You may find yourself needing to drink more fluids on a keto diet — sometimes much more. Dr. Kiltz often advises people to drink 2-2.5 liters of water/day during their transition into ketosis. [8

Be sure to keep close tabs on your body, too: telltale signs of dehydration include muscle cramping, headaches, constipation, and dark yellow urine. [8]

Proper Salt Intake

Equally important when hydrating is maintaining proper salt intake. To rebalance electrolytes many keto-aware doctors recommend 12 grams (2 tsp) of salt per day in the first few days of adapting to keto. 

Once your body adapts to ketosis, the recommended salt intake is 5 grams (1 tsp) daily to avoid side effects including muscle and leg cramps, fatigue,  keto constipation, and keto diarrhea. [13]

Supplemental Electrolytes

If you wish to cover all electrolyte-related bases, a dedicated electrolyte supplement could be a great choice. Look for one that contains balanced amounts of potassium and magnesium. [9]

We recommend Trace Minerals Keto Electrolyte Drops. They offer the most concentrated amounts of essential electrolytes without any fillers or additives.  

Bottle of trace mineral keto supplement

pH buffers

Keto dieters can run into problems with acidity (low pH). This was first discovered by doctors administering ketogenic diets to children suffering from epilepsy. 10

Eventually, doctors of that era found a solution, a ‘buffering’ liquid they called Polycitra K. This drink raised pH enough to bring down kidney stone occurrence by a factor of nearly. [11]  

Supplementation with plain old potassium citrate may cause a similar improvement, as may drinking plenty of water and eating high alkaline keto-friendly vegetables. Even baking soda is known for its ability to temporarily boost pH.[12]

Reduce Alcohol Consumption

Alcohol is a diuretic, meaning it can cause excess urination and make pre-existing dehydration even worse. Stay away from alcohol entirely if you’re experiencing muscle cramps or other aspects of keto flu. [13]

For more guidelines and tips regarding alcohol on keto click here. 

Gentle exercise

Last but not least, gentle exercise during your transition into ketosis can reduce muscle and leg cramps. The key is striking a balance between a movement practice that increases blood flow, yet not so intense as to result in lactic acid buildup. 

Keep intensity levels in check by making sure you can breathe through your mouth throughout the entirety of your workout — if you can, you’re in fat-burning mode.
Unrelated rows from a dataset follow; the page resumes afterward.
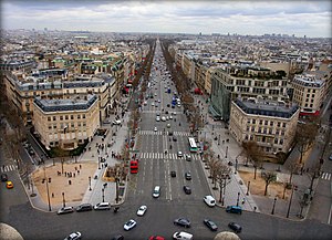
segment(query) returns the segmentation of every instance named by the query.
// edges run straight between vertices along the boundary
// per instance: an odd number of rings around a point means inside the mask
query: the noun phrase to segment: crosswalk
[[[168,131],[138,131],[139,135],[167,135],[169,134]],[[190,136],[190,133],[187,132],[173,132],[173,135],[175,136]]]
[[[8,173],[8,171],[12,171],[12,170],[17,170],[18,166],[17,165],[4,165],[1,166],[1,173]]]
[[[201,157],[196,154],[189,154],[191,160],[200,160]],[[177,154],[164,154],[164,153],[141,153],[138,156],[141,159],[185,159],[184,157],[178,157]]]
[[[321,178],[324,180],[330,180],[331,179],[331,174],[330,173],[322,173]]]

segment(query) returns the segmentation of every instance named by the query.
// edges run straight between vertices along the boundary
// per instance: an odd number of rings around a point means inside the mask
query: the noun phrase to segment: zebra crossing
[[[201,157],[196,154],[189,154],[193,160],[200,160]],[[164,154],[164,153],[141,153],[138,156],[141,159],[185,159],[185,157],[178,157],[177,154]]]
[[[1,167],[1,173],[8,173],[8,171],[12,171],[12,170],[17,170],[18,166],[17,165],[3,165]]]
[[[330,173],[322,173],[321,178],[324,180],[330,180],[331,179],[331,174]]]
[[[163,131],[138,131],[139,135],[167,135],[169,134],[169,131],[163,132]],[[175,136],[190,136],[190,133],[187,132],[173,132],[173,135]]]

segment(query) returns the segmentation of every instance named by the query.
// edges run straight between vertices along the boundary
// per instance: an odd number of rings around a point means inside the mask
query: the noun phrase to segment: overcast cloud
[[[2,29],[331,38],[330,1],[2,0]]]

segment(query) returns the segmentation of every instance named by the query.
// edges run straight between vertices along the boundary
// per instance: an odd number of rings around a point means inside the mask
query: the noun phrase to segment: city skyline
[[[331,38],[330,1],[1,2],[2,29]]]

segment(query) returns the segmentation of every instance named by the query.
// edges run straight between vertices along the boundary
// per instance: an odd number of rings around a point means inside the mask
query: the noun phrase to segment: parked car
[[[82,204],[76,207],[76,211],[91,211],[93,209],[91,204]]]
[[[144,216],[147,207],[145,205],[142,205],[137,210],[137,216]]]
[[[205,196],[203,198],[203,200],[209,207],[215,207],[216,206],[216,199],[210,195]]]
[[[1,181],[8,181],[7,174],[1,174]]]
[[[13,188],[12,181],[7,181],[7,182],[6,182],[6,187],[7,187],[7,189]]]
[[[210,230],[212,231],[217,231],[218,230],[218,226],[211,221],[210,219],[204,219],[203,221]]]
[[[234,230],[236,233],[239,233],[242,231],[242,227],[236,222],[229,222],[228,227]]]
[[[137,225],[137,222],[134,219],[131,219],[123,226],[123,228],[124,228],[124,230],[128,231],[132,228],[135,228],[136,225]]]
[[[110,210],[110,209],[111,209],[111,205],[107,201],[100,202],[96,206],[94,206],[94,210]]]
[[[186,180],[191,180],[191,174],[190,174],[190,171],[187,171],[185,174],[185,178],[186,178]]]
[[[74,212],[74,208],[68,206],[68,207],[60,208],[56,213],[58,215],[65,215],[65,213],[71,213],[71,212]]]
[[[240,206],[227,206],[226,211],[230,213],[242,213],[242,208]]]
[[[184,186],[184,191],[186,195],[191,195],[191,188],[189,186]]]
[[[81,232],[76,231],[73,233],[70,233],[64,240],[79,240],[82,238]]]
[[[190,221],[186,218],[177,218],[174,220],[174,225],[178,225],[185,228],[190,228]]]

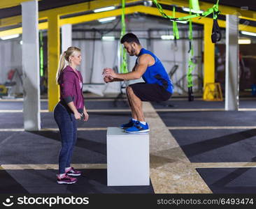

Stretching, walking, and yoga are all great choices. [14]

Leg and Muscle Cramps on Keto: The Takeaway

Though leg and muscle cramps on keto are relatively common,  the good news is that with a few easy to follow strategies they can be avoided and remedied. 

  1. Salt your food liberally 
  2. Drink plenty of water. Shoot for either 2-2.5 liters/day or half of your body weight in ounces, whichever is more.
  3. Consume keto foods high in magnesium and potassium. 
  4. Supplement with electrolytes, particularly the powerful muscle relaxant magnesium.